5 LE HEZBOLLAH ET L'ETABLISSEMENT D'UNE RÉPUBLIQUE ISLAMIQUE CHIITE AU
LIBAN. LE LIVRE DE RÉFÉRENCE DE CHEIKH NAIM QASSEM
Ce
qui est bien avec les extrémistes religieux, c'est qu'ils ne peuvent
pas mentir. Le mensonge est une trahison de Dieu où l'on court le
risque d'être maudit pour l'éternité. Cheikh Naïm Kassem, le
numéro deux du Hezbollah depuis 1991, ne déroge pas à la règle.
Il précise dans son livre Le Hezbollah: la voie, l’expérience,
l’avenir que «
l’engagement du Hezbollah dans wilayat al-faqih (…) s’inscrit
dans le cadre de l’islam (chiite) et de l’application de ses
jugements, selon l’orientation et les règles fixées par wali
al-faqih (actuellement c'est le Guide suprême de la République islamique chiite
d'Iran, Ali Khameneï) ». C'est
parfaitement son droit, sauf qu'il rajoute un peu plus loin, dans des
termes on ne peut pas plus clairs : « Nous appelons à
fonder un Etat islamique (au Liban) et nous encourageons les autres
(communautés) à l’accepter en tant que source de bonheur pour
l’être humain. » Mais enfin, il y a « Etat islamique »
du Hezbollah et il y a « Etat islamique » de Daech, attention à la nuance. Et puis, il s'agit du « bonheur » de tous les
enfants de la patrie, maronites, sunnites, orthodoxes, druzes,
arméniens, alaouites, syriaques, ismaélites, coptes, chaldéens,
protestants et juifs. Et même les laïcs pourraient trouver le leur.

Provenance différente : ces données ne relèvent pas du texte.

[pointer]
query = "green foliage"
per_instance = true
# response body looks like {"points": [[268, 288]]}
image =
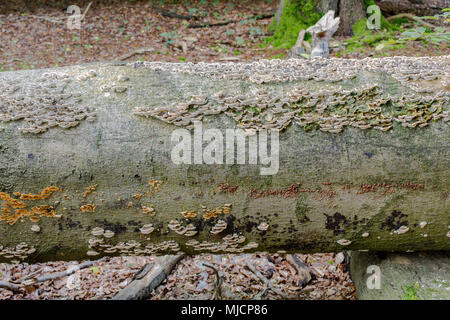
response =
{"points": [[297, 15]]}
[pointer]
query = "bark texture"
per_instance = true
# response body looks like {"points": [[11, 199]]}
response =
{"points": [[417, 7], [350, 12], [86, 169]]}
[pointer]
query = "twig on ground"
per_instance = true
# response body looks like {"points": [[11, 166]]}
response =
{"points": [[411, 17], [224, 23], [169, 14], [135, 52], [149, 278], [303, 271], [265, 280], [31, 279]]}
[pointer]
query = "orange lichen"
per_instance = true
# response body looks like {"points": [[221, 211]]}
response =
{"points": [[88, 207], [213, 213], [14, 210], [155, 186], [89, 190], [227, 188]]}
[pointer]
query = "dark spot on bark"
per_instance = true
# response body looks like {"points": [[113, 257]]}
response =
{"points": [[394, 221], [115, 227], [337, 223]]}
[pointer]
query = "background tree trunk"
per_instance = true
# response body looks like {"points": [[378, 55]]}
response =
{"points": [[94, 189], [350, 12], [417, 7]]}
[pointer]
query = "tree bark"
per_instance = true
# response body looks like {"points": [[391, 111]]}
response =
{"points": [[417, 7], [100, 170]]}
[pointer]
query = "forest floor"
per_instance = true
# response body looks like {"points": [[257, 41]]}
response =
{"points": [[201, 31], [173, 33]]}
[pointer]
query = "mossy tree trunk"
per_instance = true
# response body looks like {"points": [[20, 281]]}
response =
{"points": [[350, 12], [86, 166]]}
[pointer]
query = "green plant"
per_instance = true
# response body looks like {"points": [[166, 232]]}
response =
{"points": [[411, 293], [297, 15]]}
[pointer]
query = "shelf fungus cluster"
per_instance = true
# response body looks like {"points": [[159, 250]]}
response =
{"points": [[213, 213], [232, 243], [43, 103], [407, 70], [189, 231], [18, 253], [14, 208], [220, 226], [147, 228], [331, 109], [99, 245]]}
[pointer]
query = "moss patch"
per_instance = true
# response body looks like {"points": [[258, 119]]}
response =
{"points": [[297, 15]]}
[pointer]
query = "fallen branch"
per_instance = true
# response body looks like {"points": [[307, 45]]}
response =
{"points": [[30, 279], [149, 278], [266, 281], [68, 272], [411, 17], [169, 14], [10, 286], [303, 271], [224, 23], [218, 292]]}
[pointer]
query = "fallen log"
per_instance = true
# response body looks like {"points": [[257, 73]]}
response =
{"points": [[89, 162], [149, 278]]}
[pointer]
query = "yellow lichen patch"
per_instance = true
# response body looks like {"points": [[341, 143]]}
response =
{"points": [[14, 210], [88, 207], [89, 190], [189, 214], [155, 186], [213, 213]]}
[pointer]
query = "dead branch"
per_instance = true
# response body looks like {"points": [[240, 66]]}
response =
{"points": [[149, 278], [303, 271], [67, 272], [411, 17], [266, 281], [135, 52], [31, 279], [174, 15]]}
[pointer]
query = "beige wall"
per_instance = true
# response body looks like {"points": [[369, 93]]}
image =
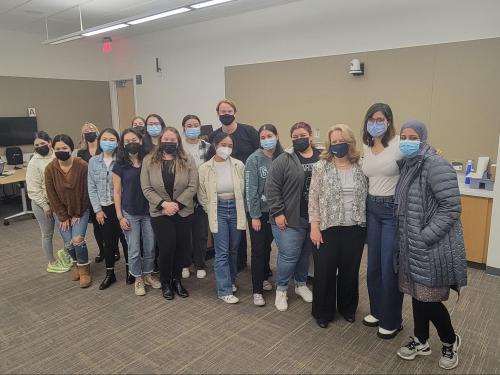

Mais que demande le peuple de plus ?
Trêve
de plaisanteries, le sujet est grave et même beaucoup plus grave que
vous ne le pensez. Hélas, je crains que le président de la
République, ainsi que tous les autres noms cités dans
l'introduction, ne soient très mal informés au sujet des visées du Hezbollah,
qui appelle clairement dans la 7e édition de ce livre publié en
juin 2010 (quatre ans après l'alliance conclue entre Michel Aoun et
Hassan Nasrallah) à fonder un Etat islamique (chiite) au Liban. Pour
celles et ceux qui pourraient être tentés de croire que c'est une
bourde au mieux ou au pire, un vœu pieux, je vais allez plus loin,
beaucoup plus loin, au risque de faire de cet article un long exposé
sur la question, et de les choquer. Alors si comme l'a dit Victor
Hugo, « la vérité est comme le soleil, elle fait tout voir
et ne se laisse pas regarder », mettez des lunettes noires et lisez la suite. C'est de la destinée de notre Liban dont
il s'agit.
6 TOUT CE QUE VOUS AVEZ TOUJOURS VOULU SAVOIR SUR L'ETABLISSEMENT D'UNE
RÉPUBLIQUE ISLAMIQUE CHIITE AU LIBAN, SANS JAMAIS OSER LE DEMANDER.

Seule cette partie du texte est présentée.